The Daweishan ICCA, located in southeastern Yunnan province of China, has an intact rainforest which belongs to the Beibu-Gulf Center (one of the three biodiversity centers in China) and Indo-Burma hotspot (one of the 34 biodiversity hot-spots worldwide). To better protect this rainforest with unique and rich species diversity, the People's Government of Yunnan Province expanded Daweishan Nature Reserve in 1996 to incorporate Huayudong Forest, Xiaoweishan Forest, Zuantianpo Forest, Dalaobaijing Forest and Honghe Cycas Reserve. In 2001, the Chinese State Council officially approved Daweishan as a National Nature Reserve.
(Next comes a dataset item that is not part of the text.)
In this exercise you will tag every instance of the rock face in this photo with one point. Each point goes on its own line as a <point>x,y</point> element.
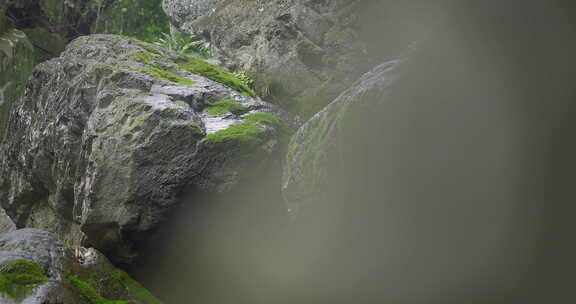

Daweishan National Nature Reserve crosses Pingbian, Hekou, Mengzi and Gejiu counties with the total area of 439 square kilometer. The elevation of the reserve is varied from 100 meter to 2365 meter. Daweishan has the only humid rainforest in the mainland of China and has a complete tropical mountain forest ecosystem vertical profile. From the bottom to the top, there are tropical humid rainforest, montane rainforest, monsoon evergreen broad-leaved forest, mossy evergreen broad-leaved forest and mossy dwarf forest. Daweishan has extremely rich biodiversity which has 12 Grade I National Protected Plants, 23 Grade II National Protected Plants, 12 Grade I National Protected Animals and 46 Grade II National Protected Animals.

Within Daweishan Reserve, especially in the core zone of the reserve, there are some villages habitat with Yi, Miao and other ethnic groups. These people's life highly depends on the forest and with the increasing population and social-economic development, the pressures on the forest is also increasing. Deforesting, ecological degradation, wild species disappearing still happened. However, as the village's land did not belong to the reserve and the community did not regulate their activities, there are frequently conflicts between the survival and protection which caused negative impacts to the long term biodiversity conservation.

Under the support of UNDP and GEF/SGP, Nature Conservation Association of Pingbian launched the “Construction of Daweishan ICCA” project in October 2013. The project was carried out in the 3 villages locating in the core zone of Daweishan reserve, i.e. Malongdi, Ludima and Changpo Village, which has direct and significant impacts on the reserve and its biodiversity. The overall objectives of this project were 1) Raise the 3 project villages’ awareness on protection and enhance their capacity on sustainable development, 2) effectively protect forest and biodiversity through develop sustainable livelihood and clean energy, and 3) register ICCA and develop co-management mechanisms between the communities and reserve administration bureau.

Major activities included village conference, training (on biodiversity, beekeeping and product certification, biogas use and clean energy, and ICCA registration), publicity activities, registration of beekeeping cooperative and ICCA, community patrol and biodiversity image monitoring, community protection actions, and biogas construction.

Through the first and second village conference, biodiversity and ICCA training, community committee operation, patrol and biodiversity monitoring, the 3 villages’ awareness and capacity on protection were significantly raised. Villagers understand ICCA concept, they agreed to registered ICCA and make protection actions. In September 2014 the 3 villages signed “Free, Prior and Informed Consent” and complete the registered form/case study together with project team. In December 2014 we complete the ICCA registration which means the Daweishan ICCA was formal established.